One more addendum--

DD wound up graduating number 2 in her high school class. Now, there are some caveats here (and really, this isn't rationalization, but it's worth noting because, well-- you'll see).



Understand that DD took ALL of her high school requirements through her school, during the regular terms, and nothing elsewhere. Her college coursework is all dual enrollment (mostly AP), and I mention that because some kids play games with P/F grading so that a *weighted* GPA becomes higher, since it isn't dragged down by unweighted graduation requirements. DD's GPA is au natural there-- it IS significantly weighted down by things like PE (A+, of course, but still, it dings you when the 4.0 gets averaged into a 4.5 GPA on the term otherwise...) She also took unweighted elective coursework that wasn't strictly required-- which dragged the GPA down a bit as well, in spite of earning A's in those classes.

Her final high school GPA was 4.35 cumulative. This is also not a "perfect" GPA-- she has a B on that transcript. From when she was ten. {sigh} Her unweighted GPA is something like 3.98-- like I said, not perfect.

She is also a big-picture kid with a FIERCE social justice streak-- and a fierce, fierce sense of rationality-- getting A's in this system has been TORTURE for her much of the time, since merely "playing the game" well has felt intellectually dishonest to her-- she really dithers about whether to offer the "right" answer... or the expedient one. Anyway. I mention that because she is divergent in terms of compliance/system-adaptation. It tends to make her subversive and defiant. There are things about this program that make it harder for PG kids relative to MG ones.

The valedictorian is also an HG+ student-- his GPA has been goosed, I think, given what I know DD has taken, what I know he took, and some other particulars about the two of them. He's an academic all-star as well, though, no two ways about it.

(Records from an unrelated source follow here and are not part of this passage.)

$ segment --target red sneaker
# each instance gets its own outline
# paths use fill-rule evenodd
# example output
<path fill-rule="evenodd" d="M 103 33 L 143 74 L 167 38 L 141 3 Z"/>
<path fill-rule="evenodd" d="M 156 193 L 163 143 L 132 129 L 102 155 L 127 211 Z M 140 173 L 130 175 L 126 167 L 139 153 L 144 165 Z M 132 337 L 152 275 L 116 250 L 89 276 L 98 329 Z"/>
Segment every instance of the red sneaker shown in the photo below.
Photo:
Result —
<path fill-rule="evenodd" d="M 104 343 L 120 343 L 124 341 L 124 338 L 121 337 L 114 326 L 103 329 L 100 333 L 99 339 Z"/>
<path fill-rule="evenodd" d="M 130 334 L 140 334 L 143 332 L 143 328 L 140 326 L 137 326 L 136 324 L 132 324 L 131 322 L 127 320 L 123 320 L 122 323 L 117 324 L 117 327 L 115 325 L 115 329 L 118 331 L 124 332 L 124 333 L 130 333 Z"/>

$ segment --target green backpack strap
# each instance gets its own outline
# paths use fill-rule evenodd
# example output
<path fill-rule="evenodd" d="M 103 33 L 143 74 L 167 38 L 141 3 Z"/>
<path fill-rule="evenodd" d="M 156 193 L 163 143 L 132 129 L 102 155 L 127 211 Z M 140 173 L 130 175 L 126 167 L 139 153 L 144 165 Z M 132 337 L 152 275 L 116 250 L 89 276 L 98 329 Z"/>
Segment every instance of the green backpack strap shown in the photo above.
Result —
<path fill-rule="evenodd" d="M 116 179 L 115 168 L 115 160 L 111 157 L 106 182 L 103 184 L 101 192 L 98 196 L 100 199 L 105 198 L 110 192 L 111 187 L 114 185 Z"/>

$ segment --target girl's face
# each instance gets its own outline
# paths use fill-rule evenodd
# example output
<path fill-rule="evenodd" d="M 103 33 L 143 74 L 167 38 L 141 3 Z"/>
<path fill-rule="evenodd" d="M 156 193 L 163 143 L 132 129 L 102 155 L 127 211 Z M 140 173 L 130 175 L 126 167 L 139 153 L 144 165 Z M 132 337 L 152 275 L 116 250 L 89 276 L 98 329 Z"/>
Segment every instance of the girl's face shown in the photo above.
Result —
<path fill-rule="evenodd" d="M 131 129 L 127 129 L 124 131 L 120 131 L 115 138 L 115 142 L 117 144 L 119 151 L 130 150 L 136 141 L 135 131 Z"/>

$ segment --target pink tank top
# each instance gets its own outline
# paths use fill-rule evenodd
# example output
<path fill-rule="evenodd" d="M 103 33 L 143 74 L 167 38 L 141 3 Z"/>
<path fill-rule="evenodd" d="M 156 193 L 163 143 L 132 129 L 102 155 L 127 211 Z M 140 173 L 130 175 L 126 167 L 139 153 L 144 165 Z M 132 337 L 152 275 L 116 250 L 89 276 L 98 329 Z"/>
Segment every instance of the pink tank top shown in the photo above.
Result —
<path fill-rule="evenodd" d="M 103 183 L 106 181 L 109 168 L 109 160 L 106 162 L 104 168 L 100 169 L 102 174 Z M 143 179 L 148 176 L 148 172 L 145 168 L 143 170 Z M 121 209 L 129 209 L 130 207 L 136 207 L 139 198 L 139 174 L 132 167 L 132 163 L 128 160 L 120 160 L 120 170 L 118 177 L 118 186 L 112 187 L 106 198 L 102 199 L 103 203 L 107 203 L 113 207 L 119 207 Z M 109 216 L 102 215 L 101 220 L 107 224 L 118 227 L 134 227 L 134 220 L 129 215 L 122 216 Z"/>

Still, the two of them are WAY out ahead of everyone else in the class-- by TENTHS. The two of them are separated by hundredths. The two of them are BOTH anomolies-- higher GPA's than anyone before or after them-- by almost a full tenth, in fact. What's funny about this is that it's been just the two of them since freshman year, and both of them have known it all along. In ANY other year, nobody else would even be competition for #1. {Number 3 wasn't even close, but would have been #1 last year.}

DD was also the only girl in the top 7.

DD, Salutatorian, is considerably younger than the Valedictorian, though. Well-- by 9 months, anyway. grin


All of that to explain why, even at #2 (which might be a surprise/underperformance in a clearly PG kiddo, accelerated or not)-- I am BEYOND proud of her.




Schrödinger's cat walks into a bar. And doesn't.